Glenda took a step backward.

"They come every day," Miss Pratt repeated softly. A shaft of sunlight struck her, illuminating her sparse hair like a feathery halo, and what amazing teeth she has, Glenda thought, how strong and white, expensive dentures, maybe, maybe that's why she can't afford proper clothes, and of course I'm not going to call the Ministry of Elderly Adjustment so they can come and get her medicated out of these delightful delusions that have her suddenly looking so elated, why shouldn't she have imaginary friends if she hasn't got real ones, and--

"To them I am not old and crippled," Miss Pratt was saying.

"I--"

"They come to me in a better world, where there is neither young nor old, healthy nor crippled." Miss Pratt smiled beatifically. "On the Internet," she said, and turned and hobbled back into her apartment, closing the door behind her.


Read Felicia Nimue Ackerman's poems Nettie Denison Speaks with Her Doctor, Rose and Blue, This is for My Grandmother, and Henrietta Pratt, 80, Has a Surprise for You.

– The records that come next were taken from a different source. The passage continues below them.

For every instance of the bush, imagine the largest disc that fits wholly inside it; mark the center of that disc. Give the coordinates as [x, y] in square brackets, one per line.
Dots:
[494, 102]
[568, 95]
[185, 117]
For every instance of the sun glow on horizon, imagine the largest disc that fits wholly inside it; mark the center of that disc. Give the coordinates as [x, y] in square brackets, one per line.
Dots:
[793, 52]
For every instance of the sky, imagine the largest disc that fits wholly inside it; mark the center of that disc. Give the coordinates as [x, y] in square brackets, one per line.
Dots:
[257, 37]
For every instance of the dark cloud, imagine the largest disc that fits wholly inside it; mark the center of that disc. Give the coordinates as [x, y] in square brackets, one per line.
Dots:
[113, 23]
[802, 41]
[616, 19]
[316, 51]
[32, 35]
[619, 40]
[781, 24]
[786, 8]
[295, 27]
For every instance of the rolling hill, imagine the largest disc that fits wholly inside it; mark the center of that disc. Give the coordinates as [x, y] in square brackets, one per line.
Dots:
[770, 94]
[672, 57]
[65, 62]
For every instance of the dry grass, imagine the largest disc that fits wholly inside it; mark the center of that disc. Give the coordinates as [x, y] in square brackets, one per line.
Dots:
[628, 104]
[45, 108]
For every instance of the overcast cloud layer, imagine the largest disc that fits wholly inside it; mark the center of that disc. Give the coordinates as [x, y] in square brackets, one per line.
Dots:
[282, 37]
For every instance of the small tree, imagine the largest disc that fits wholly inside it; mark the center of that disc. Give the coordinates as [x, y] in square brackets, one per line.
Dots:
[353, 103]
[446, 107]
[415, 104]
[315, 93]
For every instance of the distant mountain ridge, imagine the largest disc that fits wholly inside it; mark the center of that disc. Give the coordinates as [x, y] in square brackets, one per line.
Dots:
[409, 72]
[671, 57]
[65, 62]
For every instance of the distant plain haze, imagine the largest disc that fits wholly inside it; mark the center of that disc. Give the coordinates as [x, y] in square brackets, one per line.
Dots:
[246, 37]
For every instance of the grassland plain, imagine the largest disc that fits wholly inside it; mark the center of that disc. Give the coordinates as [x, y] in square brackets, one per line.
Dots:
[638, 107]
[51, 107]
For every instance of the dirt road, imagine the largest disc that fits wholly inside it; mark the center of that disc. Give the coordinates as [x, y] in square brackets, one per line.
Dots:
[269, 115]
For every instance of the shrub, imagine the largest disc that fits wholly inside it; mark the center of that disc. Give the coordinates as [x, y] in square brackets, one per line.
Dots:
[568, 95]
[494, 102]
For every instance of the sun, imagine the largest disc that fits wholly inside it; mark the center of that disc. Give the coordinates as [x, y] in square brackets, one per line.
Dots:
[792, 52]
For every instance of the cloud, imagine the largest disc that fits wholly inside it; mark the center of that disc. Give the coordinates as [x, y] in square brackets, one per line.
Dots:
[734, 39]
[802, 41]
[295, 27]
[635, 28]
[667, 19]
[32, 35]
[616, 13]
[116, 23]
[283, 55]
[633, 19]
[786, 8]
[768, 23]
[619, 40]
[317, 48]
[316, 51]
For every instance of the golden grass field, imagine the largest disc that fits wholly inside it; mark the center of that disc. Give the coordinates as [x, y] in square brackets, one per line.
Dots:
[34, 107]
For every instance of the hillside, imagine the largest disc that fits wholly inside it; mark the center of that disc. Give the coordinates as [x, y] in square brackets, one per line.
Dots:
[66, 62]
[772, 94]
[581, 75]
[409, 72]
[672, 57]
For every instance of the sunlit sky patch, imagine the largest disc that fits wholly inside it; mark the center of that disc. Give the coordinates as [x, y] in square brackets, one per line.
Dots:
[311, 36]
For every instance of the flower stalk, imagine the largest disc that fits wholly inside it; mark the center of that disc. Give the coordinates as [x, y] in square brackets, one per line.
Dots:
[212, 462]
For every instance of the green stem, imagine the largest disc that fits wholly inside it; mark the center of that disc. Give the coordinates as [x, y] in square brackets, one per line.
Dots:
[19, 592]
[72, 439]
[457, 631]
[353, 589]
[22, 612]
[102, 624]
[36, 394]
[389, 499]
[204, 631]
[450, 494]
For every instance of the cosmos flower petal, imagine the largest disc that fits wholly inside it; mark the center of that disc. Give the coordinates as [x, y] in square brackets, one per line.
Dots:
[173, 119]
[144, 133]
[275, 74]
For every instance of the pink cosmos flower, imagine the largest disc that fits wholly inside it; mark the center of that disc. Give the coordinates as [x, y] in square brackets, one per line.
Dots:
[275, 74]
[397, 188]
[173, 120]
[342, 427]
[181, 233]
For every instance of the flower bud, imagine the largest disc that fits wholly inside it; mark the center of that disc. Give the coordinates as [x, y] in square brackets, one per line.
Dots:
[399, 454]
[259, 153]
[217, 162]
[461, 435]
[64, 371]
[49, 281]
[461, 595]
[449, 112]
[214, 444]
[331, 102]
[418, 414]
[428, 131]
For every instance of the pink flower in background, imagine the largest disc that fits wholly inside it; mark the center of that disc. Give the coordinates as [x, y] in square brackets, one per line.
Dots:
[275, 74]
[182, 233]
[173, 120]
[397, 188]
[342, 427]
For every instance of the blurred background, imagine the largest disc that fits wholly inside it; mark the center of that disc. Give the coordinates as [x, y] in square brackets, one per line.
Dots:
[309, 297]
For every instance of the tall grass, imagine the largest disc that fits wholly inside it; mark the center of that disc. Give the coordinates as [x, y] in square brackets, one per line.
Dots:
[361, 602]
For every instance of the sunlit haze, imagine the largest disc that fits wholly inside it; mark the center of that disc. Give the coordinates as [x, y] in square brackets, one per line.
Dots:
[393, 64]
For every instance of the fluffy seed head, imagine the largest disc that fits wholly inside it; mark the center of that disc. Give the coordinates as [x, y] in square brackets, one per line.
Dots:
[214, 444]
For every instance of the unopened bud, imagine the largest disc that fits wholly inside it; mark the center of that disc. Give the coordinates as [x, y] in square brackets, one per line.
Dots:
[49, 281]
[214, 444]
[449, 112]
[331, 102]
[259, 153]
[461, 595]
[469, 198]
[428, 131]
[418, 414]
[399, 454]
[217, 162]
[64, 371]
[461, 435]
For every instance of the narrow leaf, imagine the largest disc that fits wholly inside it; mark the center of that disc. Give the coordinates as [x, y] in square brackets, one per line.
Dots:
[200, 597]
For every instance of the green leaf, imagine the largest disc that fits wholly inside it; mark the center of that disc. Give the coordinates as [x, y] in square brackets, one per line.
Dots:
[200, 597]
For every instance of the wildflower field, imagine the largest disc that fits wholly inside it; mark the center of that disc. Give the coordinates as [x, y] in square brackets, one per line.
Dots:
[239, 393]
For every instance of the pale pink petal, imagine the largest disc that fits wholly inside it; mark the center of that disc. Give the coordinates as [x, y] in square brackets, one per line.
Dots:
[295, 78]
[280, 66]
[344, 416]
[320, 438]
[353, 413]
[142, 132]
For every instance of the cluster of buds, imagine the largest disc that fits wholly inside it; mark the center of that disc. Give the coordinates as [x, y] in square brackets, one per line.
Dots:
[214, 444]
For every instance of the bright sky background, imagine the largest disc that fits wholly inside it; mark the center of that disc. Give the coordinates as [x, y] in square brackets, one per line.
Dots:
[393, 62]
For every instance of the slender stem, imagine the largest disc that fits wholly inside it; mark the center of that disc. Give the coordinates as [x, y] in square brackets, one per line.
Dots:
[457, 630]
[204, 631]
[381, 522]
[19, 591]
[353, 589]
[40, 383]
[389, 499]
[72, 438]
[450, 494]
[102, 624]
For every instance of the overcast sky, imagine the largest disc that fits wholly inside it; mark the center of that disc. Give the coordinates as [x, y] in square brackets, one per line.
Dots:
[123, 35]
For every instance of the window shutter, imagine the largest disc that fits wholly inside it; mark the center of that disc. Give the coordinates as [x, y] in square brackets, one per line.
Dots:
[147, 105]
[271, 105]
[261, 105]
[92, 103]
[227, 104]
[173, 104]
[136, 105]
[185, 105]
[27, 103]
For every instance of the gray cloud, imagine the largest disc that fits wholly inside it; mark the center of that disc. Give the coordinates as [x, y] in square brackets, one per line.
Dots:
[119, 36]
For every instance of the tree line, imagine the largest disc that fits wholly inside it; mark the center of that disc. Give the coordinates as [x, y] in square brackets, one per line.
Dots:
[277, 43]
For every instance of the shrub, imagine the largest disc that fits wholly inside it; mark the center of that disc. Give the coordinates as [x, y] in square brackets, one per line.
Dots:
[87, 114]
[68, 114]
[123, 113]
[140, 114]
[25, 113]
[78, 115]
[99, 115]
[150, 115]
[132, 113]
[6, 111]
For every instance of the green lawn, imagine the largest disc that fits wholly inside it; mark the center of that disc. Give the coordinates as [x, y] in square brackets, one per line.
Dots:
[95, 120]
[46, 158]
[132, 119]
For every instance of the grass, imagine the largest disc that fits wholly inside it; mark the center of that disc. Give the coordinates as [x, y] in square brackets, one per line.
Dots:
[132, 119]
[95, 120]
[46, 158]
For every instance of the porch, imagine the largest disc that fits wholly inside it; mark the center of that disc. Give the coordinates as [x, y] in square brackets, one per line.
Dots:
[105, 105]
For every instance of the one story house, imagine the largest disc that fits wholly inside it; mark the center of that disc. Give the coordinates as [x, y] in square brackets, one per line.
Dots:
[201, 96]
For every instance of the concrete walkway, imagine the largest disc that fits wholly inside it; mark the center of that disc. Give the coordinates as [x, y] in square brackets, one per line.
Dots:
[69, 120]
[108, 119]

Her poetry has appeared in English Studies Forum and The American Philosophical Association Newsletter on Philosophy and Medicine. She is a professor of philosophy at Brown University.

I liked this story very much. I think what I liked best is the unexpected, and yet oh-so-true ending that occurs. It's amazing how vilified cyberspace can be at times, but this story makes does an excellent job of explaing, based on our common perceptions of disability, just how cyberspace takes all of those barriers and misconceptions right off the table. And all this simply by being available. Great story. Thank you!